His achievements there brought widespread interest. His department’s visitors’ book in the early 1980s was an international Who’s Who of geriatric medicine, as people came from all over to find out more about his clinical research, his service initiatives, his undergraduate teaching, and his thoughts on the many challenges of setting up services for older people. Soon he was organising two-week residential international geriatric medicine courses in Edinburgh. These have continued to this day.

His intellect, determination and work-rate were impressive, and his memory was phenomenal.
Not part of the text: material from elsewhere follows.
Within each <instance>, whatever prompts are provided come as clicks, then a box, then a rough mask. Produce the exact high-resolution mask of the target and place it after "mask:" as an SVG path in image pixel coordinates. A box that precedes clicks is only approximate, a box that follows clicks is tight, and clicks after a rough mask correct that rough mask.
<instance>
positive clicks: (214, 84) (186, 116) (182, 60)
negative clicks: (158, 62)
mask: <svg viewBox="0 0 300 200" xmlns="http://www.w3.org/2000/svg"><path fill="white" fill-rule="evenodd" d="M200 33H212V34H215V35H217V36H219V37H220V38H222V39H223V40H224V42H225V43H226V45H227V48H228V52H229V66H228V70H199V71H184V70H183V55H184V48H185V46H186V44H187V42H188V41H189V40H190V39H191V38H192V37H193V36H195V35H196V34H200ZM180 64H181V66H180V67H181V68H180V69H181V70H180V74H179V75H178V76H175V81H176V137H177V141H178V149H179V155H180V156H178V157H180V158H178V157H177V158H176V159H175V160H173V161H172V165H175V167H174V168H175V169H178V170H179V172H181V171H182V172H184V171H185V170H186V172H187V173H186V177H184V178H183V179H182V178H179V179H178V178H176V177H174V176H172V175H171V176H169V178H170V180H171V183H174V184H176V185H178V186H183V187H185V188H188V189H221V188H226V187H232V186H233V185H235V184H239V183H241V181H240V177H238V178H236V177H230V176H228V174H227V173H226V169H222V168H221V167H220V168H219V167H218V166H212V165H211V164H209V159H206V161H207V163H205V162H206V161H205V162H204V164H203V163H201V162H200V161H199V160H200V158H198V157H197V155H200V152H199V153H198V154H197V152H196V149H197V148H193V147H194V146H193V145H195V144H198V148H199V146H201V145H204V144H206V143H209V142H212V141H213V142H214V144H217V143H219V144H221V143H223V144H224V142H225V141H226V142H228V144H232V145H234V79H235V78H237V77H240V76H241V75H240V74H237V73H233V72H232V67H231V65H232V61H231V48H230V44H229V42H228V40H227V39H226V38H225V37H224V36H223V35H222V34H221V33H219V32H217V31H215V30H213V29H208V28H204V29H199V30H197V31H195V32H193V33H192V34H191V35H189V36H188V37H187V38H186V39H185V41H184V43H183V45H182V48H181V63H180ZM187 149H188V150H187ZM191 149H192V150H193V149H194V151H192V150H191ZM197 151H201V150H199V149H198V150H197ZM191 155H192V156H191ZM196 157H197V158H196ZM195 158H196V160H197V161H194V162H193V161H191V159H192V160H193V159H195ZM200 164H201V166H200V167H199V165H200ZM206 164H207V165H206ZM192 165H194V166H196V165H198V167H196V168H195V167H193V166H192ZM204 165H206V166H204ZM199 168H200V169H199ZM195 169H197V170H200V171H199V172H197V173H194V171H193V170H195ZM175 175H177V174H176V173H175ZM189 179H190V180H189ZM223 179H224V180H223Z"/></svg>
In 1985 he was introduced to Bernard Crick, who had just published a definitive biography of Orwell. They discussed his TB and its treatment, with Williamson closing his eyes, clutching his brow, and reporting in detail a chest X-ray he had last seen in 1944. Then they went through the other patients on the ward, one of whom Williamson did not remember. Shortly afterwards I talked to Crick. “All the Orwell contacts are hopelessly suggestible,” he said. “So I always chuck in some bogus information. Your man did well. He spotted it.”